On the school board site, Crescent has proposed a Rafael Viñoly-designed 43-story tower, called Casa Forma, with 1,100 residential units atop an eight-story podium with parking and offices. Galbut has said the units most likely would be apartments. Half the 1,100 parking spaces and about 100,000 square feet of the office space would be for the school board. 

Crescent Heights also owns the 1.1-acre parking lot immediately south of the school board site, across the street from the Adrienne Arsht Center for the Performing Arts, according to records. 

The firm, also led by Sonny Kahn and Bruce Menin, has projects nationwide, according to its website. In South Florida, Crescent Heights is developing the 39-story, 588-unit Nema Miami apartment tower at 2900 Biscayne Boulevard in Miami’s Edgewater neighborhood. 

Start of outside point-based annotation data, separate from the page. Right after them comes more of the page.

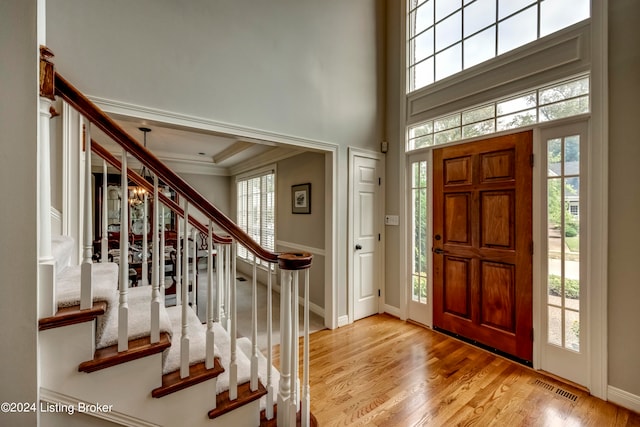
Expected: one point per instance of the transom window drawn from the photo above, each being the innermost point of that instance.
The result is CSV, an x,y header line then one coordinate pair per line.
x,y
448,36
566,99
256,210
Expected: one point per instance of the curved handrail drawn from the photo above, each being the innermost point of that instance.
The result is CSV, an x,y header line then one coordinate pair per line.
x,y
95,115
102,152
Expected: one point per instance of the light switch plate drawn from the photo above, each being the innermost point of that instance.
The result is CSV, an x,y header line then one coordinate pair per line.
x,y
391,220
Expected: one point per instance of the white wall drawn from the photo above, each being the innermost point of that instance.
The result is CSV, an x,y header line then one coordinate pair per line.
x,y
308,69
624,196
18,172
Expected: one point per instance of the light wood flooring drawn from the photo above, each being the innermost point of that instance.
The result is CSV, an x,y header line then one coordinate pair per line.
x,y
381,371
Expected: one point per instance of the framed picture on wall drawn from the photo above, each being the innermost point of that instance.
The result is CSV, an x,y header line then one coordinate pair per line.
x,y
301,198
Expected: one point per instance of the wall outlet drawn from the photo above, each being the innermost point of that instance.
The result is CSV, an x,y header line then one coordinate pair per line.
x,y
391,220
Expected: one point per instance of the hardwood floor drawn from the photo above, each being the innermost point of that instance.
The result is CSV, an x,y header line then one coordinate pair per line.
x,y
382,371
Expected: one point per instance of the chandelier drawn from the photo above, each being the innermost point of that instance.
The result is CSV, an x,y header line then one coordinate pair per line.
x,y
137,193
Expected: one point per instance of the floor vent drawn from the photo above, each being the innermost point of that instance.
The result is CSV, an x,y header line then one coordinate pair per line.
x,y
544,385
567,394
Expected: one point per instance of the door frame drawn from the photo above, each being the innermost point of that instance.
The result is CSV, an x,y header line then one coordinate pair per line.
x,y
370,154
595,252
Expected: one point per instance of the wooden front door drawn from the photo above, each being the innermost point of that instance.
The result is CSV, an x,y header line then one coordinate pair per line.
x,y
482,242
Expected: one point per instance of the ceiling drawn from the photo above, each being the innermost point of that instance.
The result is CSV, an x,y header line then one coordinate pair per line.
x,y
190,150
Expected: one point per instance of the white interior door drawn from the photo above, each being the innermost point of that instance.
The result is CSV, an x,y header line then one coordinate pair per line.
x,y
366,228
419,286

In Miami Beach, Galbut’s GFO Investments and David Martin’s Terra are developing the 48-story Five Park tower with 238 condos at 500 Alton Road. GFO also is a partner with New York-based Lefferts, Miami-based MMG Equity and Matis Cohen on two North Beach projects. The developers plan the 20-story, 125-unit 72B condo building at 600-650 72nd Street, 7116-7134 Carlyle Ave, 7121 Dickens Avenue and 601-621 71st Street, as well as the adjacent 22-story, 206-unit 72 Park condo building.